Sports brings us together now just as it has for every Boston Marathon since 1897, and I have no doubt that it will have a huge role in the healing process of this city. These teams are extensions of who we are. They represent the true character of this city and for that we rabidly support them. We lean on them for entertainment and for that inner-fighting spirit that every Bostonian loves exhibiting.
But in these upcoming weeks we will lean on them for hope, relief, and a sense of normalcy and peace. It’s an unbelievably strong and beautiful bond that defines this city and its people. It’s who we are.

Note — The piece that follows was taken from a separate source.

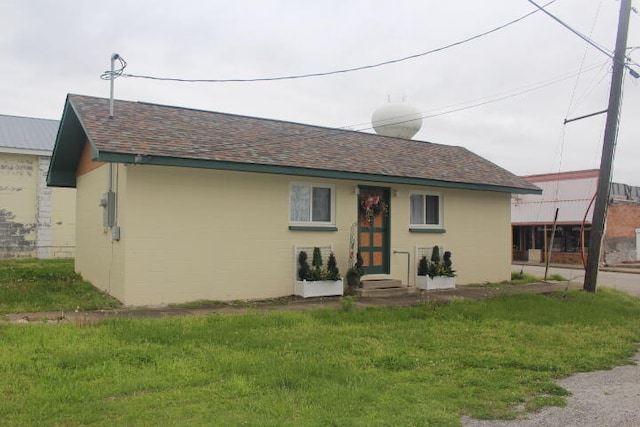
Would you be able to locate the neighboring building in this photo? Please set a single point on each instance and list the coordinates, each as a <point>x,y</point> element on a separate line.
<point>204,205</point>
<point>572,194</point>
<point>35,221</point>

So in one last act of classic Boston defiance I would like to thank those who shall remain nameless that perpetrated these horrendous crimes. Not for your cowardice or for the fact that you could actually do such heinous things to other human beings. I would like to thank you for uniting this city. I would like to thank you for giving us the ability to show the world who we really are. And I would like thank you for making us stronger than ever. We’ll come together in the upcoming weeks to root on our teams that we so dearly love, pay tribute to our heroes, and remember those who are gone and still struggling because that’s what we do. And there’s nothing you can ever do that could change that.
We aren’t going anywhere. We are America. We are Boston. We are family.